写真・文/植田正恵

149.葬儀の流儀
月刊アクアネット2015年10月号

 昔に比べれば何かと便利になってきた離島の生活。けれど今もなお昔ながらに不便なまま変わらないものがある。

 ヒトが亡くなったときの対応だ。

 離島でもさすがに末期は本島の病院で、ということが多いのだけど、お通夜は昔ながらのスタイルで島の自宅で行われる。
 御棺に納められたご遺体は通夜のため、連絡船で島の自宅に帰ってくるのだ。

 夏の場合は連日満席状態の海水浴客と御棺とを一緒にするわけにはいかないから、連絡船はご遺体搬送用に特別に臨時便を出して対応しなければならなくなる。
 冬場は冬場で季節風が吹いて時化ると連絡船は欠航するから、お通夜や葬儀の予定がたまたま時化に当たると、自宅での通夜が済んでも翌日本島に渡れなくなり、2晩続けてのお通夜に、なんてことになる場合も。

 もっとも冬場の島民は基本的にヒマなので、「おじいはもう少し島でみんなと飲みたかったんだはず」などと妙に納得して、たいていの方が2夜続けて飲むことになるのだけれど。

 通夜その他の段取りが決まると、島の女性陣は故人の家の大掃除、男性陣はお墓の大掃除と沖縄ならではの墓の屋根作りをしておき、お通夜から四十九日までの間の法事に来る弔問客用のテントを庭に張って、そこにテーブルやイスを準備する。
 家族は病院に付き添いのため不在、なおかつほとんどの親族が本島や本土にお住まいなので、島内のことは島民がやらないと間に合わないのだ。

 通夜を含めた弔事の準備が一段落し、御棺を載せた連絡船が島に到着する頃には、島の人たちは桟橋で故人をお迎えする。
 その後の通夜はたいていの場合、そこに至るまでの準備作業終了の打ち上げ(?)のような意味合いがあるように見えなくもない。

 通夜翌朝は、火葬と告別式を葬祭場で執り行うべく、朝1番の連絡船で再び本島へ御棺を運ぶ。
 桟橋には島中の人が集まって最後のお見送りだ。

 そしてその頃にはもちろん、県内大手2紙に告別式の案内が掲載されている。
 県内の年配の方々はその「お悔やみコーナー」のチェックを日々怠らないので、たとえ急なことで訃報が行き届かなくとも、告別式には本土の人間の感覚では一般人のそれとは思えないほどに、故人の友人知人・親類縁者を含めた弔問客が大勢集まることになる。

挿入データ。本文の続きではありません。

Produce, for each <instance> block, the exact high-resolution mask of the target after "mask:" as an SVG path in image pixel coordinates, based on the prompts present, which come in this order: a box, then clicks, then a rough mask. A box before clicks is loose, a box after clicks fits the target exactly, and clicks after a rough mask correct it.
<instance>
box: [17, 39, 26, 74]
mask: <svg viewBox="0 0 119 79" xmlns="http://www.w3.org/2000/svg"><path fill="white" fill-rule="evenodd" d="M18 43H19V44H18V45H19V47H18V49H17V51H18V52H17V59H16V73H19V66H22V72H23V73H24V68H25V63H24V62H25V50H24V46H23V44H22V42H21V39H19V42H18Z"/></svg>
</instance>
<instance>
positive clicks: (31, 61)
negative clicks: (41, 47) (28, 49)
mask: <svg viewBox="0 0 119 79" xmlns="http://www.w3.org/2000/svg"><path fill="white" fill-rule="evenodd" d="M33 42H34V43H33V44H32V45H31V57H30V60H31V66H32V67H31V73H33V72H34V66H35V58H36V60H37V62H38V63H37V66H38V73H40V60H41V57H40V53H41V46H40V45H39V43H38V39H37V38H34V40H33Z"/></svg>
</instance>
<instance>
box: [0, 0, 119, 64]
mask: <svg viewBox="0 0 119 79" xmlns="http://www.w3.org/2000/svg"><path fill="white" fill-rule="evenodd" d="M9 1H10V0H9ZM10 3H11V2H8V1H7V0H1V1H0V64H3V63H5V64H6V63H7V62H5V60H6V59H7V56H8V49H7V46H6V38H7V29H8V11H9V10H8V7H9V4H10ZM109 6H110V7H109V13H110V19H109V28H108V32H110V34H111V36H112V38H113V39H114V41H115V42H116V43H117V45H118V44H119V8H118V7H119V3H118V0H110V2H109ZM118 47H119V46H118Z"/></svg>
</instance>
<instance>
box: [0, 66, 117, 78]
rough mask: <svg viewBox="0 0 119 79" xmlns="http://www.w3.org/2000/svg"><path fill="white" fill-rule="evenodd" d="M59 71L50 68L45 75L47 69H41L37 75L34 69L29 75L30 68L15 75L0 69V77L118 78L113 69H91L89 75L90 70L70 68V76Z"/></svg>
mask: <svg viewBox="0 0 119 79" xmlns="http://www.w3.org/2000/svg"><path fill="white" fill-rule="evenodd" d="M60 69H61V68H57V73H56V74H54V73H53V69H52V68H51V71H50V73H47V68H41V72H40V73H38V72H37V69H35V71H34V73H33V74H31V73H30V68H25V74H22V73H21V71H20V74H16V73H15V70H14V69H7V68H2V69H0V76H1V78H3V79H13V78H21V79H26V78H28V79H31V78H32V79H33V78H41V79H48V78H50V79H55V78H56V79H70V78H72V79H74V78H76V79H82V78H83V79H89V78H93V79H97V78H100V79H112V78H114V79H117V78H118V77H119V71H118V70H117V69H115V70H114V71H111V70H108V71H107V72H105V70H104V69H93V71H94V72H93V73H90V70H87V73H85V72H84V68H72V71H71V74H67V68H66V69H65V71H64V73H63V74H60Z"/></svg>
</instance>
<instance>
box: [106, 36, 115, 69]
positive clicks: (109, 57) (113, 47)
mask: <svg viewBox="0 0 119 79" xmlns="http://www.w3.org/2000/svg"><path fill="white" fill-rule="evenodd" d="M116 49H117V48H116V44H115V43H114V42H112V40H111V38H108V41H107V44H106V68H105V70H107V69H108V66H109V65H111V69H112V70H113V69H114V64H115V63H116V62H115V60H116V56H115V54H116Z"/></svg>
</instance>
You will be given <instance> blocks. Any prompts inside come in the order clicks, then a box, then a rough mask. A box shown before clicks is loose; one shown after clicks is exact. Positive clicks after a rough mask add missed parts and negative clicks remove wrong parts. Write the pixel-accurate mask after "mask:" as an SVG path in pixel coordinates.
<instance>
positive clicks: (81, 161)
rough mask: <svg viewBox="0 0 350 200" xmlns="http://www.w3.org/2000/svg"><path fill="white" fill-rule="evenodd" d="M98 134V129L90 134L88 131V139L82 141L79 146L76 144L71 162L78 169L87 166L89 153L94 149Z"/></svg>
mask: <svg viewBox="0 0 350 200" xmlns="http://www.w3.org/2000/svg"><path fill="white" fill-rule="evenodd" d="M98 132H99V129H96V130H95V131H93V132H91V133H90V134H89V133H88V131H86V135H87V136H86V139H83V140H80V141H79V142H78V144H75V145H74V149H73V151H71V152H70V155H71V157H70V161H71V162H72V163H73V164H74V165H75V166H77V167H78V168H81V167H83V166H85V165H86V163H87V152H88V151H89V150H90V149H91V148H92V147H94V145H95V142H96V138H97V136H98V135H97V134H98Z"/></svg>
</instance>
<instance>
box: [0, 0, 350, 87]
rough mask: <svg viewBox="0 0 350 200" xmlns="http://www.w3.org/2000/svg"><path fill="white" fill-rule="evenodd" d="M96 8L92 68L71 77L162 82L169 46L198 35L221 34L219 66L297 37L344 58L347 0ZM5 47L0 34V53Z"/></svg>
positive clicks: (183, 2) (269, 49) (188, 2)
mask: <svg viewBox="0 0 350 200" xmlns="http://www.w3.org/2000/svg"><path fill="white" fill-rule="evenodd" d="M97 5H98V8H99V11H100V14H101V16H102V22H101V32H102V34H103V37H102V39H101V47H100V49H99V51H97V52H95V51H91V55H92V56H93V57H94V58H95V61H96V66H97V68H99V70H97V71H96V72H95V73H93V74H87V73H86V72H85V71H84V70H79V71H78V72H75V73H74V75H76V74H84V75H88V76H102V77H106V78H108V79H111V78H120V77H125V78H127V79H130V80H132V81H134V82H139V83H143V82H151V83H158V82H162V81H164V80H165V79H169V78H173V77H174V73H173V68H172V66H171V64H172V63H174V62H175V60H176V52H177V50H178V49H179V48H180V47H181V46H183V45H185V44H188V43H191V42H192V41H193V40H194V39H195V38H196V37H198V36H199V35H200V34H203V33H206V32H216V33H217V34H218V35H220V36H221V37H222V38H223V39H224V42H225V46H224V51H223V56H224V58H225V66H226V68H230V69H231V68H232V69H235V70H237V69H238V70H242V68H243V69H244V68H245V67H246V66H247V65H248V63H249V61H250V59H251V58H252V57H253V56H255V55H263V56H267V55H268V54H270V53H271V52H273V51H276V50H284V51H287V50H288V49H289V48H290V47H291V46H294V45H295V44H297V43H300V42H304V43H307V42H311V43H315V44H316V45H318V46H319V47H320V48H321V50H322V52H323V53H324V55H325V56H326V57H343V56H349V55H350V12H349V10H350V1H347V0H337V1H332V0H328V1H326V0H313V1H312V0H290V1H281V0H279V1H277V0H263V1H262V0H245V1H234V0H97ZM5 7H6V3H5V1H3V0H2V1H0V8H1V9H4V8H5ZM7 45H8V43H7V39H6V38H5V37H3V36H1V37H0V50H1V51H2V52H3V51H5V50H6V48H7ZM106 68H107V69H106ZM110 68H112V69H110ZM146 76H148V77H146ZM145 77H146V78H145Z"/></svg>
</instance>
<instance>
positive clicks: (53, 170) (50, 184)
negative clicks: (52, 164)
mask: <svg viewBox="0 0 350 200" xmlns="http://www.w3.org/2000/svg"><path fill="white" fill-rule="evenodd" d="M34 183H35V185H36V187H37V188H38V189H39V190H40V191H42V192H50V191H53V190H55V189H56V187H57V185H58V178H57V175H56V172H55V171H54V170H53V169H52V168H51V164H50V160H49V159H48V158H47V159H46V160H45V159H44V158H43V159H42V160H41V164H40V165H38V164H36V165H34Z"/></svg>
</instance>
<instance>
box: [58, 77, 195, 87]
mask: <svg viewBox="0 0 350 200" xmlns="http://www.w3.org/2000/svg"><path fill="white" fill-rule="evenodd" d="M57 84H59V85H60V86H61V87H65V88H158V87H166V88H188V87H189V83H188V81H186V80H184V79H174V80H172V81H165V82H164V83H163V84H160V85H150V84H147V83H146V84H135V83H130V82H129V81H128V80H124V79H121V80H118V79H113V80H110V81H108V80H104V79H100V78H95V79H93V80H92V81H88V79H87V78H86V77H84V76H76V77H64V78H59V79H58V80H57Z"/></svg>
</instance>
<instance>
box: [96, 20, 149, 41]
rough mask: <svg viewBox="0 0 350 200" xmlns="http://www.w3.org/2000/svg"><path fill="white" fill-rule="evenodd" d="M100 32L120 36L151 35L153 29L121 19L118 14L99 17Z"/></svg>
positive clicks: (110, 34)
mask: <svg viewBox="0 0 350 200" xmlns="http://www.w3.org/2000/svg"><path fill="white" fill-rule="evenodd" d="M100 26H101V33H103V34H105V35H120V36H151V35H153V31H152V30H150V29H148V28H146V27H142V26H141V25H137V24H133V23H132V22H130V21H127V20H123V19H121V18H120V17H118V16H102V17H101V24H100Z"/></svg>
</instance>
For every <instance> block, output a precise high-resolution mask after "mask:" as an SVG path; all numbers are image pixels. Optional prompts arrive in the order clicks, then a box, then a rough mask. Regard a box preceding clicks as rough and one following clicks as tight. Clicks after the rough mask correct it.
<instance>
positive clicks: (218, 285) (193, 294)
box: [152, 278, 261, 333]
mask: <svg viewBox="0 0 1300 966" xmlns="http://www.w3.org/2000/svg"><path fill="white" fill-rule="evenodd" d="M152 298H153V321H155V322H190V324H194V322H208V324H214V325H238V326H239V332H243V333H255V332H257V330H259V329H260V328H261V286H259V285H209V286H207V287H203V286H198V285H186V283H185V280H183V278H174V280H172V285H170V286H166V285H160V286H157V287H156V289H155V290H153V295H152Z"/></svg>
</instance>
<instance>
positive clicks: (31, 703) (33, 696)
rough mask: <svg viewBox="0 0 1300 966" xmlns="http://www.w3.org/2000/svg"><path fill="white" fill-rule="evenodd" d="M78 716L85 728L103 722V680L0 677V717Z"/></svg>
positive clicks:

 葬儀が済み御骨になった故人は港で喪服の一団に見送られ、再び連絡船に乗って島に戻る。
 そして四十九日が終わるまで、遺族は毎七日ごとに法要を行い、その都度弔問客のために料理を準備、そして毎日お墓に通って水やお線香を供えたりと、目の回るような忙しさに。
 きっと故人を偲ぶ暇もないおかげで、哀しみが少しずつやわらいでいくのだろう。

 近年は島のおじいおばあの御不幸が相次いだこともあって、こういった水納島流の弔事に私自身もすっかり慣れてしまったせいか、稀に本土で親族の葬儀に立ち会うと面食らうことが多い。
 通夜から告別式まで完全業者任せ、そうそう親族が集まれるわけでもないから四十九日までの法要をすべて告別式の日に終了といった簡略化は、合理化という名のもとに、肝心要の「法要」の意味をどこかに追いやってしまっている気がしなくもない。

 不便といえばご遺体や御骨が連絡船で海を行き来するというのも相当不便ながら、その「不便」の中にこそ、あの世とこの世を結ぶ大切なモノがきっとあるに違いない。